Someone (again

) mentioned floating grounds and electron guns in regard to ME drives so again:
A floating ground is a ground that grounds to something other then earth (or more likely in sci-fi terms a large enough celestial body). A starship's floating ground would be its hull. All this does is balance out the voltages to prevent current from flowing (at least were you don't want it to) thus preventing pretty little lightning jumps that may or may not have the power to do harm depending on their power. Now for ME the charge coming off the drive is enough to melt the hull so it more then enough for it to have been jumping though the air before it gets to that level leading to the theory that a drive can't discharge in use. (In addition to the fact that electron leaving the eezo should make a mass increasing field) If one can't discharge in use the drive charge will build up to unsafe levels after any reasonable amount of use (that is after being used for minutes to an hour), thus one can't ground to the hull or one would damage it. Now if the charge could be removed in use (all evidence points to no) then one might be able to ground to the hull it just needs to take about 3MJ of power per second. Or you could make a special grounding device to act as a floating ground. But good luck on making anything better then the hull! The best thing would be another chunk of eezo, which you might as well use to make the core bigger, which will allow the ship to go longer w/o discharging.

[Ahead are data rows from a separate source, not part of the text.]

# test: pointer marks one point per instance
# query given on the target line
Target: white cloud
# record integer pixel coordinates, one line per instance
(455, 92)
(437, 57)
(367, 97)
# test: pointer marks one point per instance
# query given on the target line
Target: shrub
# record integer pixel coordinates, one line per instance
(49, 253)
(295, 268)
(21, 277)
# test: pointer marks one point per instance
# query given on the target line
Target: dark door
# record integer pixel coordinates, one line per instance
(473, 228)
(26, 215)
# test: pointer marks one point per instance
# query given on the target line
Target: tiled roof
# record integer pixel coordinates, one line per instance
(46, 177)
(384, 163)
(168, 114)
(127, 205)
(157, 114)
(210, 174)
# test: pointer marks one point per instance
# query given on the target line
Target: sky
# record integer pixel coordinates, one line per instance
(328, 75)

As for particle beams (aka electron guns) some one quoted Atomic Rockets as to why that'd be bad and so here's that bit again:
"Another problem is one shared by ion drives, the "space charge." If you keep shooting off electron beams you will build up a strong positive charge on your ship. At some point the charge will become strong enough to bend the beam. And the moment your ship tries to dock with another it will be similar to scuffing your shoes on the rug and touching the doorknob. Except instead of a tiny spark it will be a huge arc that will blow all your circuit breakers and spot-weld the ships together.
Don't try to neutralize the charge by firing off positively charged proton beams. John Schilling warns that space is filled with an extremely low-density, but conductive, plasma. You try to eject charge from your ship, and the ship itself becomes part of a current loop. Not only is the current flowing through the hull
(or trying to) likely to cause problems, but all those electrons or protons being sucked in produce X-rays on hitting the hull."
linky
In short no you can't eject charge from a ship in space, you go to a nice planet or some sort of discharge facility and do it there were space/physics won't try to murder you.
Well unless the guys I read got their science wrong, anyone who knows more about this stuff see any issues with this?
On the other hand shield upgrades for everyone! Don't forget that shields' eezo core(s) will need to cycle to discharge their own accumulated charges!